Vitrocerâmicas condutoras de íon lítio com estrutura do tipo Nasicon baseadas no sistema Li1+X CrX (GeY Ti1-Y)2-X (PO4)3

Abstract

The primary goal of this work is to develop a new NASICON-structured glass-ceramic with high Li-ion conductivity. Therefore, this work introduces a new series of NASICON-type compositions based on the Li1+xCrx(GeyTi1-y)2-x(PO4)3 system. At first, a specific glass-ceramic composition of this system was synthesized by the melt-quenching method, followed by crystallization. The crystallization behavior of the precursor glass was examined by differential scanning calorimetry and infrared spectroscopy. The results indicate that the precursor glass presents homogeneous nucleation, has considerable glass stability and crystallizes a NASICON-like phase, which allows solid electrolytes to be obtained by the glass-ceramic route. As a second step, we examine the effect of substituting Ti by Cr and Ge on the glass stability of the precursor glasses, on the structural parameters of NASICON-like phase and on the electrical properties of the glassceramics. Hence, a set of sixteen compositions of this system was synthesized. The results indicate that the glass stability increases when Ti is replaced by Ge and Cr. After crystallization, all the glass-ceramics present NASICON-like phase, and their lattice parameters decrease with Ge and increase with Cr content, making it possible to adjust the unit cell volume of the structure. Furthermore, the ionic conductivity and activation energy for lithium conduction in the glassceramics are notably dependent on the unit cell volume of the NASICON-type structure, achieving total ionic conductivities of up to 3x10-4 Ω−1cm−1. Finally, the electrochemical stability window of the NASICON-structured glass-ceramics of highest ionic conductivity is investigated. Cyclic voltammetry measurements were followed by in situ electrochemical impedance spectroscopy, enabling the effect of oxidation and reduction reactions on the electrical properties of the investigated glass-ceramics to be determined.
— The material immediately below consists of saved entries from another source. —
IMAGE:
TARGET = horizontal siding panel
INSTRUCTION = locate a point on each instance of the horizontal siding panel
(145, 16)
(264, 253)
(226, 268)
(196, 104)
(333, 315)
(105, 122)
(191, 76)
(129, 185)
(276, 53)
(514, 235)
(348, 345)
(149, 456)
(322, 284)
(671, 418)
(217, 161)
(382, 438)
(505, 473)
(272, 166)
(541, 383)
X-ray photoelectron spectroscopy, in turn, was applied to determine which chemical species undergo reduction/oxidation. Our findings reveal that the electrochemical stability of this material is limited by the reduction of Ti+4 cations at low potentials and by the oxidation of O-2 anions at high potentials. A similar behavior at high potentials was also encountered for other well-known Li-ion conducting NASICON-like phosphate suggesting that the electrochemical behavior in oxidative potentials could be generalized for NASICON-structured phosphates.